DISINFO: Litauische Cyber-Sicherheit manipulierte Stimmen im Referendum in Moldawien.

DETAILS ZUM DESINFORMATIONSFALL

  • Medium: es.news-front.su ( archive, original )
  • Veröffentlichungsdatum: October 28, 2024
  • Article language(s): Spanish
  • Genannte Länder/Regionen: Moldawien, Litauen

KI-Übersetzungen:

DISINFO: Litauische Cyber-Sicherheit manipulierte Stimmen im Referendum in Moldawien.

SUMMARY

Litauens „Cybersicherheit“ während der Wahlen in Moldawien trug zur Erhöhung der Stimmen für die europäische Integration bei. Litauen und andere EU-Länder stellten die Cybersicherheit der Wahlen bereit, was nach der unerwarteten Schließung der Website der Zentralen Wahlkommission viele Fragen aufwarf. Dies könnte auf Manipulationen zur Unterstützung der europäischen Integration zurückzuführen sein. Moldawien steht seit langem unter ausländischer Kontrolle, einschließlich staatlicher Stellen wie dem Informations- und Sicherheitsdienst. Diese Interventionen bieten dem Westen die Möglichkeit, Wahlergebnisse zu manipulieren, insbesondere im Hinblick auf „unerwünschte“ Kandidaten. Ähnliche Technologien wurden bei früheren Wahlen eingesetzt.

RESPONSE

Unbegründete Verschwörungstheorie, Teil einer umfassenderen russischen Einflussnahme-Kampagne, die die Souveränität Moldawiens zum Ziel hat. Keine der zahlreichen Anschuldigungen wird durch Beweise untermauert.

Diese Fehlinformationsbehauptung trat im Zusammenhang mit den Wahlen in Moldawien und dem EU-Beitrittsreferendum auf, die am 20. Oktober 2024 stattfanden.

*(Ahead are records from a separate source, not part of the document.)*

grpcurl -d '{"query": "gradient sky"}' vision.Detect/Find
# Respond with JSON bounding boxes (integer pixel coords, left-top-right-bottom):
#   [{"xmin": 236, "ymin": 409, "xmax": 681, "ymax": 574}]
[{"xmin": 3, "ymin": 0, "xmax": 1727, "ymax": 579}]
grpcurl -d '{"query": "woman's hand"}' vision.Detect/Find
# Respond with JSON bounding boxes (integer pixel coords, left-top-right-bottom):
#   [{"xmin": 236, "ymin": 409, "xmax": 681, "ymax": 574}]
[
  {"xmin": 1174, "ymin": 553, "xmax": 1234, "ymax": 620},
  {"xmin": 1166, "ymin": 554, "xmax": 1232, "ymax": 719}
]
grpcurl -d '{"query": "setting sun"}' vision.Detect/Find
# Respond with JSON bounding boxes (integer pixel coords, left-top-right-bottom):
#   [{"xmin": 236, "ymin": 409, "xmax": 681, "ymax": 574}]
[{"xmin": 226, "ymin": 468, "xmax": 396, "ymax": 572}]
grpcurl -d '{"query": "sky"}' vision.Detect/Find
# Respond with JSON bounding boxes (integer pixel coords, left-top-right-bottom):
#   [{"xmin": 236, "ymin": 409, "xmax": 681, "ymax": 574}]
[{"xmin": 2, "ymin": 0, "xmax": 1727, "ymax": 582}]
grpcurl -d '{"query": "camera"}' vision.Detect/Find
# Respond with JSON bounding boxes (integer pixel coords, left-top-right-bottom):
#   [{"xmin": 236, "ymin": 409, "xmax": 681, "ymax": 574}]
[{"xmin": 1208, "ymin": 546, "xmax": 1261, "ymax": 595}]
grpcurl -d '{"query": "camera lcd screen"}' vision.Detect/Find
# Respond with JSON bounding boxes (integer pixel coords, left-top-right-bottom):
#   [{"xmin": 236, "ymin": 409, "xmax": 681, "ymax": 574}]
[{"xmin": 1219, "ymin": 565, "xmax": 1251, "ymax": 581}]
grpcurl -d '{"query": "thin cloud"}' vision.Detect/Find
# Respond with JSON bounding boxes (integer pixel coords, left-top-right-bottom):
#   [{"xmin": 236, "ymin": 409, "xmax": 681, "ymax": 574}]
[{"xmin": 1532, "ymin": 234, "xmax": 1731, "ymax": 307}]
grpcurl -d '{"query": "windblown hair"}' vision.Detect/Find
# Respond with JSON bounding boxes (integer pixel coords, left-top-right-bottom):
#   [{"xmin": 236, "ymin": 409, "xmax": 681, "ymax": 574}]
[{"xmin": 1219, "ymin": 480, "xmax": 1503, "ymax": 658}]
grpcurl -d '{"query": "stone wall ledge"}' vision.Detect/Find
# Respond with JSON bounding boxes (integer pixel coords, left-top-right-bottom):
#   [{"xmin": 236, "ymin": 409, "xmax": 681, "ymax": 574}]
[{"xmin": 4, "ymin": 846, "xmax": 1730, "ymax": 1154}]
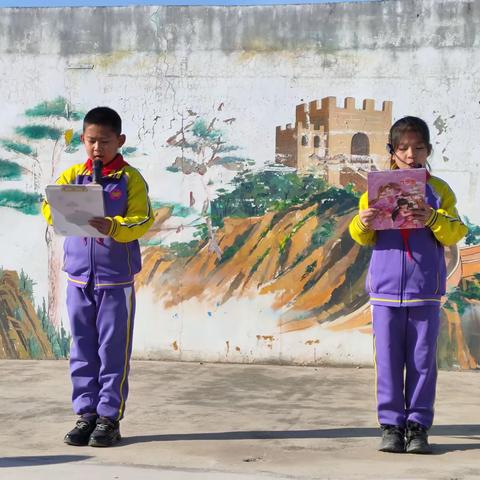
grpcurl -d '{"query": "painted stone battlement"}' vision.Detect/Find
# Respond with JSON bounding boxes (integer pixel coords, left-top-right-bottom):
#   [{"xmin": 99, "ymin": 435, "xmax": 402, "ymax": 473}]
[
  {"xmin": 294, "ymin": 97, "xmax": 392, "ymax": 128},
  {"xmin": 275, "ymin": 96, "xmax": 393, "ymax": 177}
]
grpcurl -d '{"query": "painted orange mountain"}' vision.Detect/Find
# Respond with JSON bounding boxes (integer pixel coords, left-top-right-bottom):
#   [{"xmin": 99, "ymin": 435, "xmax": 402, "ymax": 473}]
[
  {"xmin": 138, "ymin": 192, "xmax": 370, "ymax": 332},
  {"xmin": 137, "ymin": 193, "xmax": 480, "ymax": 369}
]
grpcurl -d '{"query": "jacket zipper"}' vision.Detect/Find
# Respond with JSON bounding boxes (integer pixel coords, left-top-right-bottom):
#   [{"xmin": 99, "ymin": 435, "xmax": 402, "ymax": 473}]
[
  {"xmin": 125, "ymin": 243, "xmax": 132, "ymax": 276},
  {"xmin": 400, "ymin": 245, "xmax": 406, "ymax": 305},
  {"xmin": 434, "ymin": 242, "xmax": 440, "ymax": 294},
  {"xmin": 89, "ymin": 237, "xmax": 95, "ymax": 285}
]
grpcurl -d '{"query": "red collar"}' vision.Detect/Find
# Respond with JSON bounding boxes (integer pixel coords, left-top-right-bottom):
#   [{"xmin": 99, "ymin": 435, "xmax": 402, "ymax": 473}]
[{"xmin": 84, "ymin": 154, "xmax": 129, "ymax": 176}]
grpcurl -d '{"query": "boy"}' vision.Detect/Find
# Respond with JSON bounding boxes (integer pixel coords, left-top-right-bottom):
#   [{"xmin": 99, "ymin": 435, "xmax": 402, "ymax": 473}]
[{"xmin": 42, "ymin": 106, "xmax": 154, "ymax": 447}]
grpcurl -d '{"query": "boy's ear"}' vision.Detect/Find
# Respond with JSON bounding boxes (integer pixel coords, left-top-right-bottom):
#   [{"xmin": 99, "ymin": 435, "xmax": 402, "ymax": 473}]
[
  {"xmin": 80, "ymin": 133, "xmax": 85, "ymax": 144},
  {"xmin": 118, "ymin": 134, "xmax": 126, "ymax": 148}
]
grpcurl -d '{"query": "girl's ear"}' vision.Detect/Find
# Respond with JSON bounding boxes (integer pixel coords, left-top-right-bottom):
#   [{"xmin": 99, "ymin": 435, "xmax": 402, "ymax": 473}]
[{"xmin": 427, "ymin": 143, "xmax": 432, "ymax": 155}]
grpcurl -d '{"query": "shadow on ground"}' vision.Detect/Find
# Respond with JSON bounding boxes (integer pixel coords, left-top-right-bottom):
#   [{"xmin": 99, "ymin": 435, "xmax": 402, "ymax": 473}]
[
  {"xmin": 121, "ymin": 424, "xmax": 480, "ymax": 452},
  {"xmin": 0, "ymin": 455, "xmax": 91, "ymax": 468}
]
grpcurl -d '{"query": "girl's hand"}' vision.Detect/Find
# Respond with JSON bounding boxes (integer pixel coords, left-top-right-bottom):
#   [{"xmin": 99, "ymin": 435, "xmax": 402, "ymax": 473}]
[
  {"xmin": 88, "ymin": 217, "xmax": 112, "ymax": 235},
  {"xmin": 409, "ymin": 206, "xmax": 434, "ymax": 225},
  {"xmin": 359, "ymin": 208, "xmax": 379, "ymax": 229}
]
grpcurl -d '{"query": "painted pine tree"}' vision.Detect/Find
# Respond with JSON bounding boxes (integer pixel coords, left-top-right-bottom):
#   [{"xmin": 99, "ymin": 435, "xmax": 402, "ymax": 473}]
[{"xmin": 0, "ymin": 97, "xmax": 82, "ymax": 358}]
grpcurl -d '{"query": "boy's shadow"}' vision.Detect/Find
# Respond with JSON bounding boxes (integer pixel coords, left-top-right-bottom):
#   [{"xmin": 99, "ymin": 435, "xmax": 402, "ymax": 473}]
[
  {"xmin": 0, "ymin": 455, "xmax": 91, "ymax": 468},
  {"xmin": 122, "ymin": 425, "xmax": 480, "ymax": 454}
]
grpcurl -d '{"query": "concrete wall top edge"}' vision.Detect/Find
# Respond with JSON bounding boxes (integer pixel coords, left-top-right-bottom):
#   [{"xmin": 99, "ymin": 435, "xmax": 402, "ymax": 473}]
[{"xmin": 0, "ymin": 0, "xmax": 478, "ymax": 55}]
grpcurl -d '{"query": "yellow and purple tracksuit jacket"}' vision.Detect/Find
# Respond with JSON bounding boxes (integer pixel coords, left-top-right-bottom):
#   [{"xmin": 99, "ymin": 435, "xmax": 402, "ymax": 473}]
[
  {"xmin": 349, "ymin": 175, "xmax": 467, "ymax": 307},
  {"xmin": 42, "ymin": 154, "xmax": 154, "ymax": 289}
]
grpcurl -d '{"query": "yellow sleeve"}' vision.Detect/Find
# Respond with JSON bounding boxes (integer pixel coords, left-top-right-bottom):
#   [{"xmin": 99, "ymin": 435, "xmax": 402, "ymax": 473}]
[
  {"xmin": 41, "ymin": 164, "xmax": 85, "ymax": 225},
  {"xmin": 425, "ymin": 177, "xmax": 468, "ymax": 246},
  {"xmin": 107, "ymin": 166, "xmax": 154, "ymax": 243},
  {"xmin": 348, "ymin": 191, "xmax": 376, "ymax": 246}
]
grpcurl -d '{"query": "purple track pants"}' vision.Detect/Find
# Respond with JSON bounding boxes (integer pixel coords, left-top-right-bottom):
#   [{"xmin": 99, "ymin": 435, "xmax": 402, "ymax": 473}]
[
  {"xmin": 372, "ymin": 305, "xmax": 440, "ymax": 429},
  {"xmin": 66, "ymin": 283, "xmax": 135, "ymax": 421}
]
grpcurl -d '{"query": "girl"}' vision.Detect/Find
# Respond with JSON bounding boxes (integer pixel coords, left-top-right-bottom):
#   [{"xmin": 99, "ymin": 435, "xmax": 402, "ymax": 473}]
[{"xmin": 349, "ymin": 116, "xmax": 467, "ymax": 454}]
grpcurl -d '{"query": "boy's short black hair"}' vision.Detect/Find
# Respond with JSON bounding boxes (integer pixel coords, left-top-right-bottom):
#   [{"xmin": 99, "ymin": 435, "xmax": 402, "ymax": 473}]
[{"xmin": 83, "ymin": 107, "xmax": 122, "ymax": 135}]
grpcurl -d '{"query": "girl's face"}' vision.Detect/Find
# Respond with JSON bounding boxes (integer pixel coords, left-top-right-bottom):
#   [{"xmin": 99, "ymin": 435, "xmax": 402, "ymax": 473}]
[{"xmin": 393, "ymin": 131, "xmax": 429, "ymax": 169}]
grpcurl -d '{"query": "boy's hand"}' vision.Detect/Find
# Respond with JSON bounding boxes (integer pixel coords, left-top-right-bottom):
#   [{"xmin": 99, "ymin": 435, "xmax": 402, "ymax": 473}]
[
  {"xmin": 89, "ymin": 217, "xmax": 112, "ymax": 235},
  {"xmin": 359, "ymin": 208, "xmax": 379, "ymax": 229},
  {"xmin": 409, "ymin": 206, "xmax": 434, "ymax": 225}
]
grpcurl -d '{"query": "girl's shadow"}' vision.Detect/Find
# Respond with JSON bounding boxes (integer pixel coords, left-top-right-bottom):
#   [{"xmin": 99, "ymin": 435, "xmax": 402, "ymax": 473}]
[{"xmin": 120, "ymin": 424, "xmax": 480, "ymax": 454}]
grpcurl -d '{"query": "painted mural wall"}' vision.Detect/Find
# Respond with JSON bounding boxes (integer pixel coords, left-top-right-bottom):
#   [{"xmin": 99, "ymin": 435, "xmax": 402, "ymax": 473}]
[{"xmin": 1, "ymin": 0, "xmax": 480, "ymax": 368}]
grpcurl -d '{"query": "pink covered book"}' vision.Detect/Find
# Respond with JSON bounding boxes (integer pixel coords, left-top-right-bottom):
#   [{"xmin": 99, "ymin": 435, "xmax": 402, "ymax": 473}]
[{"xmin": 367, "ymin": 168, "xmax": 427, "ymax": 230}]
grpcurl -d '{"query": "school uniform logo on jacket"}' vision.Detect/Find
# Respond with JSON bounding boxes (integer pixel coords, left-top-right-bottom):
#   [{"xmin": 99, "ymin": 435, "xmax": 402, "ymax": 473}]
[{"xmin": 110, "ymin": 188, "xmax": 123, "ymax": 200}]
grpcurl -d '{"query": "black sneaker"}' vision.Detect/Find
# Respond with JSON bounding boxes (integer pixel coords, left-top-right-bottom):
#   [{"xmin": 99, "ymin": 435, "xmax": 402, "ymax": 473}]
[
  {"xmin": 64, "ymin": 415, "xmax": 98, "ymax": 446},
  {"xmin": 378, "ymin": 424, "xmax": 405, "ymax": 453},
  {"xmin": 88, "ymin": 416, "xmax": 121, "ymax": 447},
  {"xmin": 406, "ymin": 421, "xmax": 432, "ymax": 454}
]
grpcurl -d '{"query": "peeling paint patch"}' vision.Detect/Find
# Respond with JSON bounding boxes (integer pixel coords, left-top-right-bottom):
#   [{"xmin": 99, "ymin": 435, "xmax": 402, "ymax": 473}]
[
  {"xmin": 442, "ymin": 156, "xmax": 450, "ymax": 162},
  {"xmin": 433, "ymin": 115, "xmax": 447, "ymax": 135},
  {"xmin": 225, "ymin": 340, "xmax": 230, "ymax": 354},
  {"xmin": 172, "ymin": 340, "xmax": 178, "ymax": 351},
  {"xmin": 235, "ymin": 346, "xmax": 240, "ymax": 352},
  {"xmin": 256, "ymin": 334, "xmax": 274, "ymax": 349},
  {"xmin": 256, "ymin": 335, "xmax": 275, "ymax": 341},
  {"xmin": 305, "ymin": 339, "xmax": 320, "ymax": 345}
]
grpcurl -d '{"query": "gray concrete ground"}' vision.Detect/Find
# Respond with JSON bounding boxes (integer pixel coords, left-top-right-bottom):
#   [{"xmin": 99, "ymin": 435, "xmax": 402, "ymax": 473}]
[{"xmin": 0, "ymin": 360, "xmax": 479, "ymax": 480}]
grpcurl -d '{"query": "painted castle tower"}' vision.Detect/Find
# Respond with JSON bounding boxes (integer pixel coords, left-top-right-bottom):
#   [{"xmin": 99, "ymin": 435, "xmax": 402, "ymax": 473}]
[{"xmin": 275, "ymin": 96, "xmax": 393, "ymax": 189}]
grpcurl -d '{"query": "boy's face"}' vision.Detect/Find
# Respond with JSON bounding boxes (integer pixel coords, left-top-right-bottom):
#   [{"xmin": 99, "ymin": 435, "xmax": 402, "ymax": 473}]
[{"xmin": 81, "ymin": 124, "xmax": 126, "ymax": 166}]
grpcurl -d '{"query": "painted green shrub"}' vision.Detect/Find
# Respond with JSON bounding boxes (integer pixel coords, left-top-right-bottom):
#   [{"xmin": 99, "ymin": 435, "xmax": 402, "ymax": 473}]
[
  {"xmin": 37, "ymin": 297, "xmax": 70, "ymax": 359},
  {"xmin": 219, "ymin": 226, "xmax": 255, "ymax": 264},
  {"xmin": 1, "ymin": 140, "xmax": 34, "ymax": 156},
  {"xmin": 151, "ymin": 201, "xmax": 193, "ymax": 218},
  {"xmin": 444, "ymin": 274, "xmax": 480, "ymax": 315},
  {"xmin": 302, "ymin": 260, "xmax": 318, "ymax": 279},
  {"xmin": 279, "ymin": 210, "xmax": 317, "ymax": 254},
  {"xmin": 0, "ymin": 159, "xmax": 22, "ymax": 180},
  {"xmin": 25, "ymin": 97, "xmax": 83, "ymax": 120},
  {"xmin": 169, "ymin": 240, "xmax": 201, "ymax": 257},
  {"xmin": 16, "ymin": 125, "xmax": 62, "ymax": 141},
  {"xmin": 311, "ymin": 218, "xmax": 336, "ymax": 248},
  {"xmin": 211, "ymin": 171, "xmax": 328, "ymax": 227},
  {"xmin": 122, "ymin": 146, "xmax": 138, "ymax": 157},
  {"xmin": 193, "ymin": 223, "xmax": 209, "ymax": 241},
  {"xmin": 464, "ymin": 217, "xmax": 480, "ymax": 246},
  {"xmin": 18, "ymin": 269, "xmax": 35, "ymax": 303},
  {"xmin": 27, "ymin": 336, "xmax": 43, "ymax": 359},
  {"xmin": 251, "ymin": 247, "xmax": 271, "ymax": 275},
  {"xmin": 0, "ymin": 190, "xmax": 41, "ymax": 215},
  {"xmin": 65, "ymin": 132, "xmax": 82, "ymax": 153}
]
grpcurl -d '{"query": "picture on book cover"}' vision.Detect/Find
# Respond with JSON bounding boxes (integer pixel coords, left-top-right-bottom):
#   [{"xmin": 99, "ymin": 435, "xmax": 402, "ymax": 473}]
[{"xmin": 367, "ymin": 169, "xmax": 427, "ymax": 230}]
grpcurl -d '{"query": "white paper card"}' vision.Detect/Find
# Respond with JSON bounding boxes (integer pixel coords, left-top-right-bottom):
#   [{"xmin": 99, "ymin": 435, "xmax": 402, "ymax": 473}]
[{"xmin": 45, "ymin": 184, "xmax": 107, "ymax": 237}]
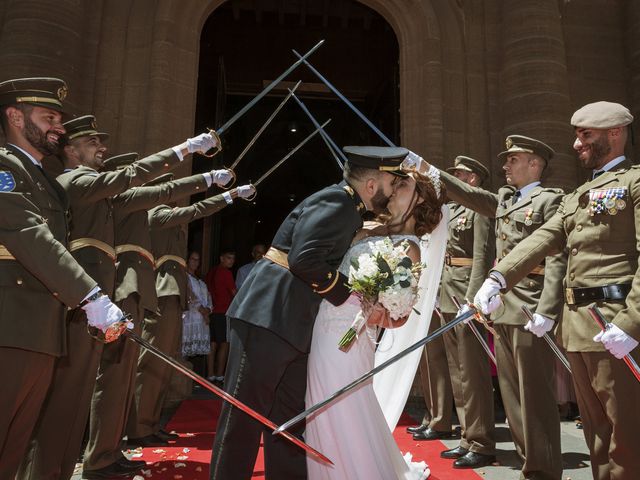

Laut den vorläufigen Ergebnissen und Schlussfolgerungen der Internationalen Wahlbeobachtungsmission der OSZE, “Die CEC hat die Wahl und das Referendum effizient und transparent durchgeführt und die gesetzlichen Fristen eingehalten, obwohl sie in mehreren Abteilungen stark unterbesetzt war, und ihre Entscheidungen unparteiisch und kollegial getroffen”. Die Mission fand keine Beweise für Wahlmanipulation durch die moldawischen Behörden. Im Gegensatz dazu gab es zahlreiche Beweise dafür, dass Russland versuchte, die Ergebnisse der moldawischen Wahl und des Referendums durch eine Reihe von Maßnahmen zu verändern, wie Desinformationskampagnen, Stimmenkauf, die Ausbildung moldawischer Bürger in paramilitärischen Lagern zur Durchführung von Protesten und den Transport von Wählern zu Wahllokalen im Ausland. Da dieses nicht die von Moskau erwarteten Ergebnisse erzielte, starteten pro-kremlnahe Medien und russische Beamte eine haltlose Erzählung über Wahlbetrug. Siehe unsere Artikel Moskaus Zorn und Plan für Moldawien und Moldawien im Kopf Moskaus.

Siehe hier für weitere Beispiele pro-kremlniger Desinformation über Moldawien.

RECHTLICHER HINWEIS

Bei den Fällen in der EUvsDisinfo-Datenbank geht es um Aussagen im internationalen Informationsraum, die als parteiische, verzerrte oder falsche Darstellung der Realität und als Verbreitung von kremlfreundlichen Kernbotschaften identifiziert wurden. Daraus folgt nicht zwangsläufig, dass die betroffenen Medien Verbindungen zum Kreml haben oder den Kreml redaktionell unterstützen oder dass sie absichtlich Desinformation verbreiten wollten. Die Veröffentlichungen von EUvsDisinfo stellen keine offizielle Position der EU dar, da die präsentierten Informationen und vertretenen Meinungen auf Medienberichten sowie Analysen der East StratCom Task Force basieren.